Devletin kayıtları sızdırıldı
Başbakan’ın illegal şekilde dinlenen telefon konuşmalarının 2009 Ekiminde o dönem haftalık olarak yayınlanan Aydınlık’ta yayımlanmasının ardından AKP cephesinden gözler cemaate çevrilmişti. Hrant Dink suikastında ihmali bulunduğu iddialarına rağmen yerini koruyan Emniyet İstihbarat Daire Başkanı Ramazan Akyürek’in sürpriz şekilde görevden alınması da, aylar öncesinden kimi basın organlarına sızdırılmasına karşın haber olmayan kayıtların Aydınlık’ta yayımlanmasından kısa süre önce gerçekleşti. Bir kaç ay sonra da bir aylık Müsteşar Yardımcılığı görevinin ardından Hakan Fidan 27 Mayıs 2010’da Emre Taner’den görevi devralarak MİT Müsteşarı oldu. Fidan’ın cemaat nezdindeki “defosu” hükümet adına PKK ile müzakereleri yürüten ekipte olmasıydı. Oslo görüşmeleri olarak bilinen ve “faili meçhul” biçimde 14 Eylül 2011 günü sızan toplantı kayıtlarında Fidan bizzat Başbakan tarafından görevlendirildiğini söylüyordu. Bu ses kayıtlardından yola çıkılarak başlatılan soruşturmada bu seferki hedef, aslında daha büyük bir saldırı projesinin “yasal kılıfı” olduğunu sonradan öğrendiğimiz eski ve yeni üst düzey MİT yöneticileriydi. Zaten MİT yöneticileri üzerinden ulaşılmak istenen hedef, kendisini Başbakanın görevlendirdiğini belirten Hakan Fidan üzerinden Recep Tayyip Erdoğan’dı.
‘Eski cemaatçi MİT’e akIı hocalığı yapıyor’

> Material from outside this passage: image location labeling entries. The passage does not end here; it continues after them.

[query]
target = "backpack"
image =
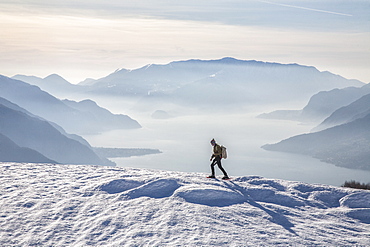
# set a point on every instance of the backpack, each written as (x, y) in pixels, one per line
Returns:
(224, 153)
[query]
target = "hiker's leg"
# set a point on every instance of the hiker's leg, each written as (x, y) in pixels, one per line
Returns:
(218, 159)
(213, 167)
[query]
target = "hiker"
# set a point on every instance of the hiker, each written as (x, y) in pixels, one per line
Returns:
(217, 156)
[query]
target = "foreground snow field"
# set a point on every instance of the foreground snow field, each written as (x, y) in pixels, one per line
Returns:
(63, 205)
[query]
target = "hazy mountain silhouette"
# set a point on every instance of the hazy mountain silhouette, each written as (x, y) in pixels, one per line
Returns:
(53, 84)
(11, 152)
(73, 120)
(346, 145)
(226, 80)
(321, 105)
(39, 135)
(358, 109)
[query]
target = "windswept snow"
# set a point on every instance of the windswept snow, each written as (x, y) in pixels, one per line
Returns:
(62, 205)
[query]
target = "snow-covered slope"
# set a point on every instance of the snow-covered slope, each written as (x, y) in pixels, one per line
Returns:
(61, 205)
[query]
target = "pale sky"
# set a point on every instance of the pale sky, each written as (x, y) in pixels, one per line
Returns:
(78, 39)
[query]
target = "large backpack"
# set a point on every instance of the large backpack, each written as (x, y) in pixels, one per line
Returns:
(224, 153)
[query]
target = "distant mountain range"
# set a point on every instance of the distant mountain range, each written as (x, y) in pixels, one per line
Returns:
(27, 138)
(346, 145)
(343, 138)
(75, 117)
(199, 82)
(321, 105)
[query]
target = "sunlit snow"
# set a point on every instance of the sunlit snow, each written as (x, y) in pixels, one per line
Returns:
(65, 205)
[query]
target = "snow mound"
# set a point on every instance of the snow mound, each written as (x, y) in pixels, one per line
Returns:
(119, 185)
(155, 189)
(62, 205)
(211, 196)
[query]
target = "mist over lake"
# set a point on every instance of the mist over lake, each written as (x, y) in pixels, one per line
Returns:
(184, 142)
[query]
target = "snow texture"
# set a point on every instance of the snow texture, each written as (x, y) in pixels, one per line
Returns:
(65, 205)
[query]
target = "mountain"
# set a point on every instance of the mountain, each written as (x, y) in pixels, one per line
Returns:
(61, 205)
(103, 119)
(11, 152)
(321, 105)
(42, 138)
(358, 109)
(222, 81)
(81, 119)
(346, 145)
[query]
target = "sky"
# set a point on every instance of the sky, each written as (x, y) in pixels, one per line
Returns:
(80, 39)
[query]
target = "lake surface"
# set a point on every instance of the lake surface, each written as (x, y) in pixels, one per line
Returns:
(184, 141)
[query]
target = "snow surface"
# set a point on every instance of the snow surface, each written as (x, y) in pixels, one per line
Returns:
(65, 205)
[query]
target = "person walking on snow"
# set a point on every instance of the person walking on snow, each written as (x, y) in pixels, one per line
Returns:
(217, 156)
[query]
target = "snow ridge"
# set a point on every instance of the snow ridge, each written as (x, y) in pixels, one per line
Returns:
(63, 205)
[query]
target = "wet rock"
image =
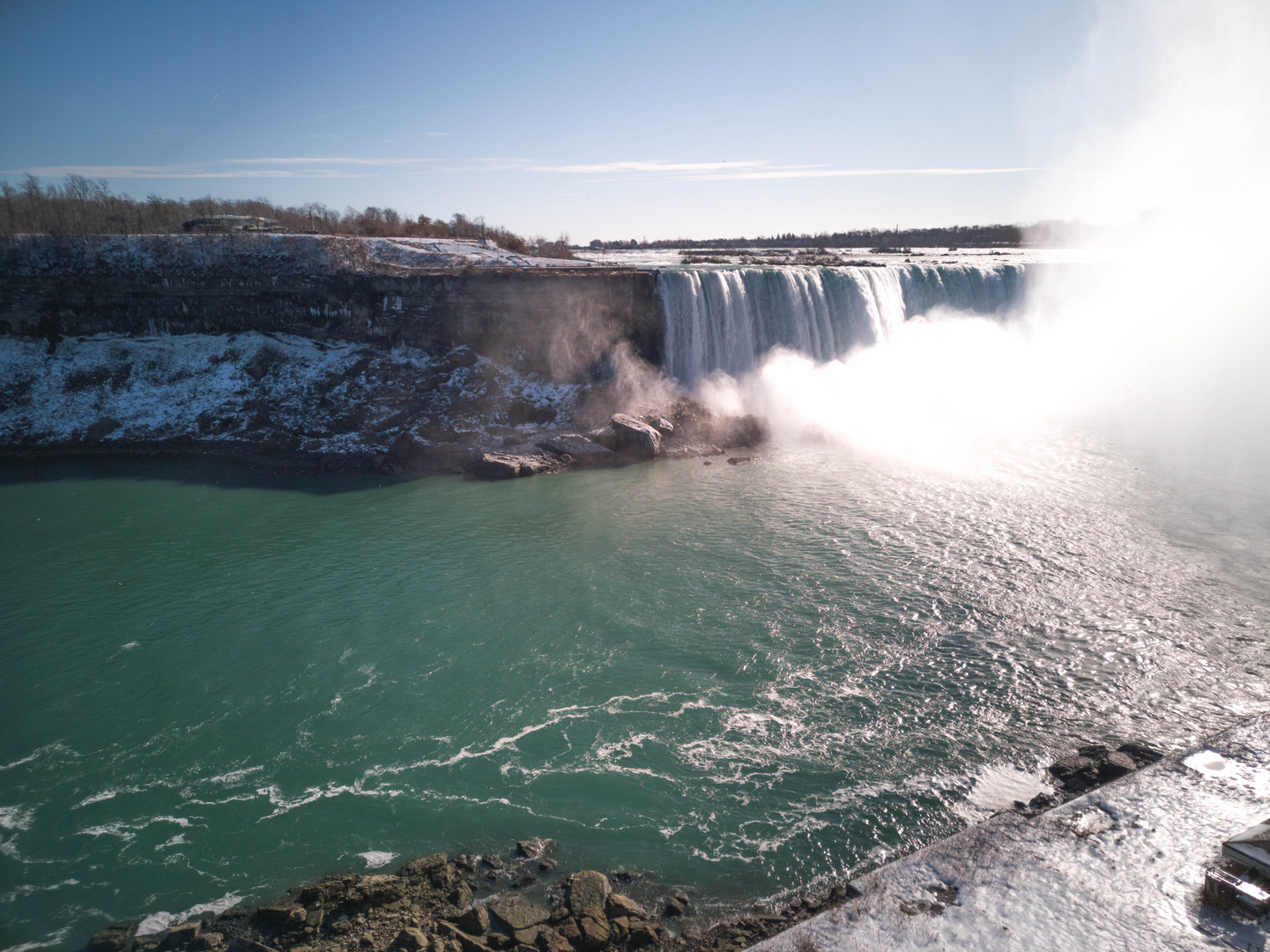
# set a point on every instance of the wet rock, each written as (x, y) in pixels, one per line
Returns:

Sonrasında Türkiye siyasi tarihinde MİT krizi olarak anılan olay patlak verdi. İktidar ortağı cemaat kazandığı bir çok mevziden geri adım atarken Başbakanın canlarını en çok hamlesi de peşi sıra geldi. Ayrıntıları hala netleşmemiş olsa da cemaatin insan kaynağı olan dershanelerin kapatılacağı açıklandı. Başbakanın bu hamlesine akıl hocalığı yapan kişinin eski cemaatçi Kemalettin Özdemir olduğu ise cemaate yakın isimlerden Önder Aytaç tarafından dile getirildi. Polis Akademisi Öğretim Üyesiyken twitterden Başbakana yönelik hakaret mesajları attığı gerekçesiyle işinden olan Aytaç, bir internet sitesine yazdığı , “Başbakan, Gülen ve 2. Nurettin vakası!” başlıklı yazısında bu iddiayı dile getirdi. 28 Kasım 2012’de kaleme aldığı yazısında Aytaç, “Dershaneler: Sn. Başbakan, Sn. Gülen ve 2. Nurettin=Kemalettin (mi?)” diye sorarak şöyle devam etti: “Yukarıda yazdığımız başlığın yerine isterseniz; ‘Dershaneler Konusunda Kemalettin Özdemir 2. Nurettin Veren Vakıası mı?’ başlığını da kullanabilirsiniz... Ne demek mi istiyorum? İsterseniz şöyle açıklayayım efendim;...
Son zamanlarda Perinçek’in, Veren hakkındaki söylemindeki gibi bir değerlendirme, acaba Kemalettin Özdemir ile Sn. Başbakan Erdoğan, Sn. Başbakan Yardımcısı Beşir Atalay ve Sn. Hakan Fidan arasında olan yakınlaşma için de söylenebilir mi acaba? Hatta bir adım daha ileriye gidilerek; ‘Kemalettin Özdemir = (2.) Nurettin Veren midir’ acaba?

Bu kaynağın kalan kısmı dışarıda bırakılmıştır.